Angela Merkel considera que a Europa deve preparar-se para uma nova realidade e não esperar que os EUA imponham a ordem mundial.

A chanceler alemã, Angela Merkel, afirmou, esta sexta-feira, que estava certo quando, há um ano, previu que a Europa já não poderia contar com os Estados Unidos da América (EUA) para impor a ordem no mundo e que devia assumir o comando dos assuntos que lhe são próximos.

"Não podemos contar com os Estados Unidos como superpotência", disse Angela Merkel, em conferência de imprensa, em Berlim.

A chanceler disse ainda que entendia o facto de os EUA defenderem que o continente europeu tem de ter um papel mais ativo na defesa dos problemas globais - principalmente quanto às migrações ilegais que, segundo Merkel, só podem ser resolvidas se os diferentes países europeus agirem unidos.

Sobre o recente encontro entre os presidentes norte-americano e russo, Angela Merkel manifestou-se satisfeita com a retomada das reuniões, considerando positivo que Donald Trump convide Vladimir Putin a visitar os EUA.

"Alegro-me com cada encontro (...) em que exista diálogo e, em particular entre esses dois países. É bom para todo o mundo. O facto de nenhum Presidente russo ter visitado os Estados Unidos da América desde 2005, penso que não deve ser a normalidade", declarou.
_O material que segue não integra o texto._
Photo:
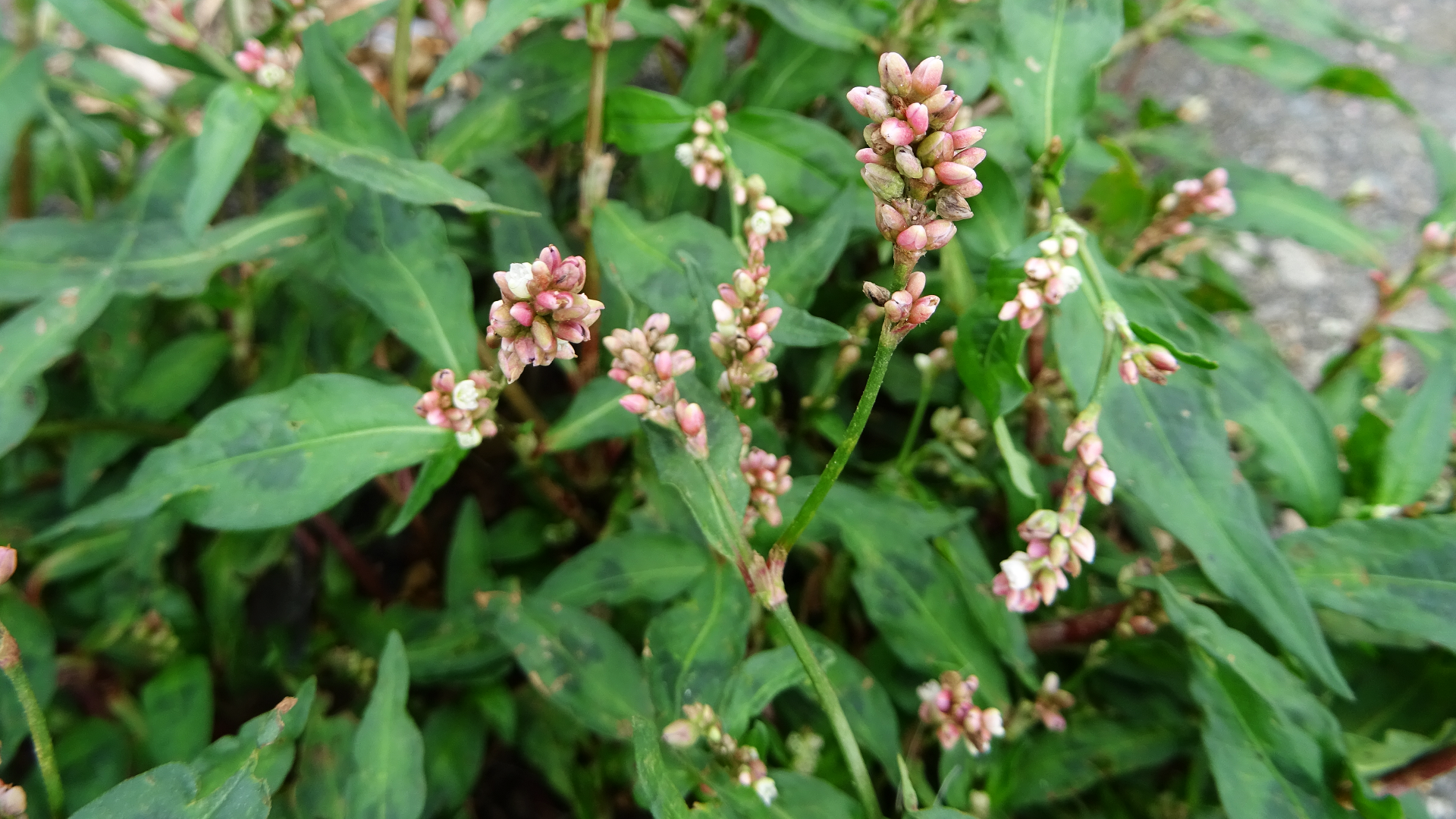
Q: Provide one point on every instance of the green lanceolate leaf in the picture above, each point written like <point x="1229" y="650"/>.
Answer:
<point x="800" y="328"/>
<point x="595" y="414"/>
<point x="579" y="664"/>
<point x="1420" y="441"/>
<point x="642" y="121"/>
<point x="1153" y="337"/>
<point x="1269" y="739"/>
<point x="804" y="161"/>
<point x="638" y="566"/>
<point x="178" y="708"/>
<point x="400" y="264"/>
<point x="909" y="592"/>
<point x="816" y="20"/>
<point x="1294" y="444"/>
<point x="1169" y="449"/>
<point x="498" y="22"/>
<point x="468" y="566"/>
<point x="1398" y="575"/>
<point x="756" y="682"/>
<point x="1274" y="206"/>
<point x="348" y="107"/>
<point x="663" y="798"/>
<point x="278" y="458"/>
<point x="231" y="124"/>
<point x="34" y="338"/>
<point x="1286" y="64"/>
<point x="987" y="350"/>
<point x="20" y="85"/>
<point x="406" y="180"/>
<point x="999" y="223"/>
<point x="802" y="262"/>
<point x="120" y="25"/>
<point x="455" y="752"/>
<point x="693" y="646"/>
<point x="389" y="755"/>
<point x="435" y="472"/>
<point x="1047" y="767"/>
<point x="517" y="238"/>
<point x="1047" y="63"/>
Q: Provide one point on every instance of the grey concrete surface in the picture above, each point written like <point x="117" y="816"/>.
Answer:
<point x="1312" y="302"/>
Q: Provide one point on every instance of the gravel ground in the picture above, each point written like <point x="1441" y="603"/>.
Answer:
<point x="1313" y="302"/>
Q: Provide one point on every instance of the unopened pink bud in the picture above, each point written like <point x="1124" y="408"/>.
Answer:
<point x="635" y="404"/>
<point x="922" y="309"/>
<point x="894" y="74"/>
<point x="938" y="234"/>
<point x="919" y="118"/>
<point x="1163" y="359"/>
<point x="691" y="419"/>
<point x="954" y="174"/>
<point x="897" y="131"/>
<point x="927" y="76"/>
<point x="965" y="137"/>
<point x="443" y="381"/>
<point x="912" y="238"/>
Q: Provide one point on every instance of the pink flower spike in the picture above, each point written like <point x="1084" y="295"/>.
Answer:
<point x="927" y="76"/>
<point x="912" y="238"/>
<point x="919" y="118"/>
<point x="897" y="131"/>
<point x="635" y="404"/>
<point x="965" y="137"/>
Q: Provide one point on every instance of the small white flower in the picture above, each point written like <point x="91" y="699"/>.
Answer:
<point x="1017" y="573"/>
<point x="766" y="790"/>
<point x="761" y="222"/>
<point x="519" y="280"/>
<point x="465" y="395"/>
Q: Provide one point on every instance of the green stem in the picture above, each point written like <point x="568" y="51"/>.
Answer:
<point x="400" y="63"/>
<point x="856" y="426"/>
<point x="916" y="419"/>
<point x="36" y="719"/>
<point x="836" y="713"/>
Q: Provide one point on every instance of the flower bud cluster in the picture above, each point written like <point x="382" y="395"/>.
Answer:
<point x="1190" y="197"/>
<point x="270" y="67"/>
<point x="701" y="722"/>
<point x="704" y="156"/>
<point x="647" y="362"/>
<point x="767" y="219"/>
<point x="767" y="477"/>
<point x="745" y="321"/>
<point x="542" y="312"/>
<point x="463" y="406"/>
<point x="1049" y="280"/>
<point x="957" y="430"/>
<point x="1438" y="238"/>
<point x="941" y="359"/>
<point x="905" y="309"/>
<point x="1152" y="362"/>
<point x="1052" y="701"/>
<point x="919" y="165"/>
<point x="1056" y="541"/>
<point x="946" y="704"/>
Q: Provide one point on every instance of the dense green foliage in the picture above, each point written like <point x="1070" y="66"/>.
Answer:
<point x="254" y="583"/>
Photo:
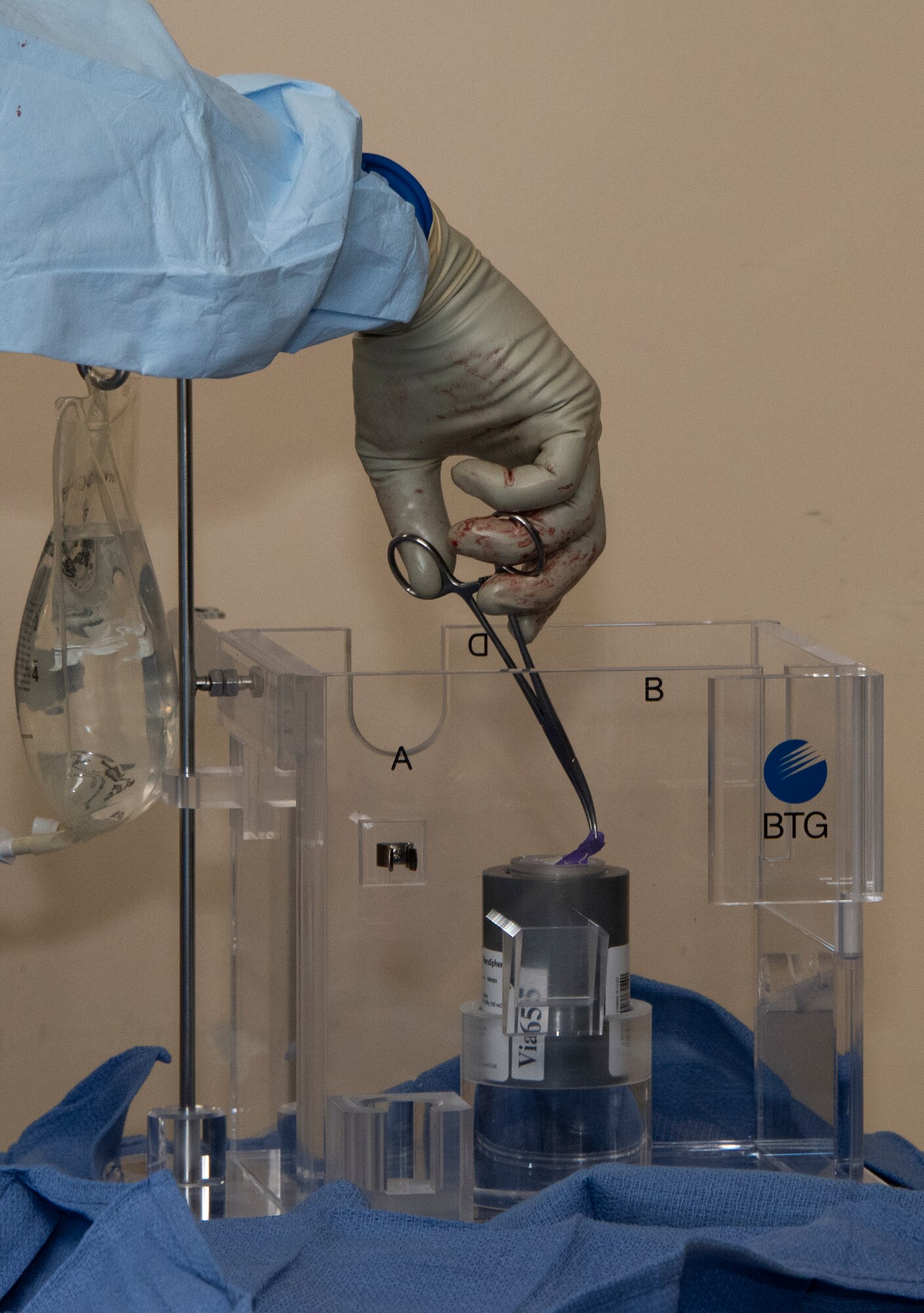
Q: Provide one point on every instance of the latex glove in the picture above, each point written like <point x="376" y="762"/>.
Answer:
<point x="478" y="372"/>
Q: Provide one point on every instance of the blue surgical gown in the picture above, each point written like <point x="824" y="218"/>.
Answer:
<point x="169" y="223"/>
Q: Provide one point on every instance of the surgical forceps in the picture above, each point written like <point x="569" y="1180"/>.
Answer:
<point x="528" y="679"/>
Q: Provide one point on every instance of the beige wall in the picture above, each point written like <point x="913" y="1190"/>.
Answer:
<point x="719" y="207"/>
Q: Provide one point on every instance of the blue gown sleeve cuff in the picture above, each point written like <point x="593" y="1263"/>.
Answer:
<point x="405" y="184"/>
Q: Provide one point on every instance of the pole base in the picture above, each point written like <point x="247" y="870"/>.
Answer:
<point x="191" y="1144"/>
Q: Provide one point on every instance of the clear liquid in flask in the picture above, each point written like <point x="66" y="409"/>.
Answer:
<point x="96" y="682"/>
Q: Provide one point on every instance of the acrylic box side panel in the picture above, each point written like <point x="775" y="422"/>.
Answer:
<point x="459" y="769"/>
<point x="808" y="1051"/>
<point x="263" y="971"/>
<point x="796" y="796"/>
<point x="620" y="647"/>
A Rússia mostrou-se recetiva a uma nova cimeira com os EUA, proposta por Donald Trump no Twitter.

"A cimeira com a Rússia foi um grande êxito (...). Estou desejoso [de realizar] o nosso segundo encontro para que possamos começar a aplicar algumas das muitas coisas discutidas", escreveu Trump na quinta-feira.

Também Vladimir Putin reiterou que a cimeira foi um "sucesso" e que o encontro iniciou o caminho para uma mudança positiva.

O embaixador russo nos Estados Unidos, declarou hoje que a Rússia está pronta para discutir uma possível visita de Putin a Washington.